From a craft point of view, this suggests an easy way to expand a short story into a novel: making plans fail and then recovering from them, or simply taking more time with it. Stretch it out, throw in lots of red herrings to make it look like someone else might have done it, and build up the tension a bit more. The best example of this is Christie's The Mysterious Affair at Styles (public domain in the US), where it was perfectly clear who did it and why, but proving it was a terrible ordeal that involved shifting attention from the real criminal.

So, what did I learn from the Lernean Hydra? Again, a simple plot is necessary, something that won't take too long to explain, giving you room to elaborate and confuse the issue.

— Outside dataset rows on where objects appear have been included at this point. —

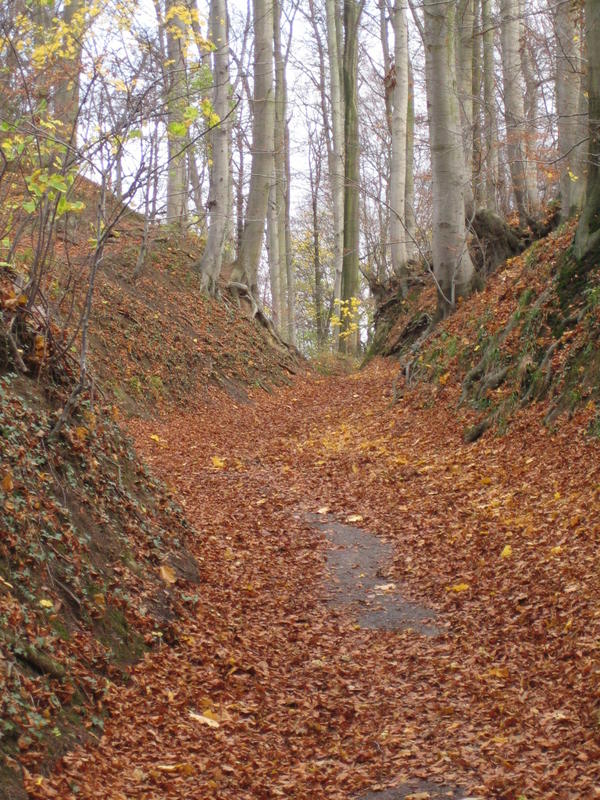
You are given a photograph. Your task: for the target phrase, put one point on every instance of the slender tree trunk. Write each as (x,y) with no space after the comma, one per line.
(531,112)
(67,89)
(336,170)
(314,173)
(246,269)
(571,132)
(476,86)
(399,144)
(465,21)
(220,176)
(409,186)
(282,178)
(489,108)
(452,265)
(514,108)
(290,274)
(176,35)
(274,254)
(587,239)
(350,270)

Second, that as long as you're careful and spend a lot of thought on it, you can save a lot of space in the proving step with a trap rather than a careful (and potentially boring) logical analysis. If you writer the story knowing how the criminal will get caught, then you can probably do a better job of setting the stage early on. Third, Christie's use of stock characters is interesting to me. The country doctor, the invalid wife, the inveterate gossip -- varying too much from the stereotypes would attract too much attention. It might have made the doctor more interesting as a person to have a passion for juggling, but it would be distracting and Chekhov would definitely disapprove.